In my adolescent years, I learned to see the impact of sexism and misogyny on my confidence, my sense of self worth, and slowly began to see the structures of patriarchy everywhere I looked. The problem with this perspective is that I didn’t learn to see my own power and privilege as a white woman. I didn’t see how systems that served me well, such as health and education, oppressed others. Over the past five years I’ve learned to see the interconnections of sexism and racism and now see how any work that doesn’t focus on the most marginalized, will, by design, continue to marginalize and oppress.
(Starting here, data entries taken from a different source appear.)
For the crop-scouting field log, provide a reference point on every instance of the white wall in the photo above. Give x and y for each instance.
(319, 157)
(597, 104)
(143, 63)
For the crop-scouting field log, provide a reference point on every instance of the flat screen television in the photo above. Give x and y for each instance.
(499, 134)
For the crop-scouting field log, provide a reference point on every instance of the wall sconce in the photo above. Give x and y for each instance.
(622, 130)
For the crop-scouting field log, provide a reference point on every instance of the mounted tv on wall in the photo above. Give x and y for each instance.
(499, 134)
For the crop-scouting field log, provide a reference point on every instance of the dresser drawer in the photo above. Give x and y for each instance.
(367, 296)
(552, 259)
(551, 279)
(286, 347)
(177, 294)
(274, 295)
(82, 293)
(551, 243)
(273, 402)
Very prominent leaders read this column. Is there a person in the world, or in the US with whom you would love to have a private breakfast or lunch with, and why? He or she might just see this if we tag them

I would love to have lunch with Meena Harris, Kamala Harris’ niece. I am so impressed with how she brings together women of all races, ages and backgrounds to build awareness and address policies that get at the heart of the systemic barriers for women, and especially women of color. In an age when sparking a national conversation about anything is so challenging, she successfully engaged the traditional media and social media to engage support for Christine Blasey Ford, Black Lives Matter, and recently to demand justice for Breanna Taylor. Our girls deserve a national movement centered on their needs, and Meena Harris is driving this agenda.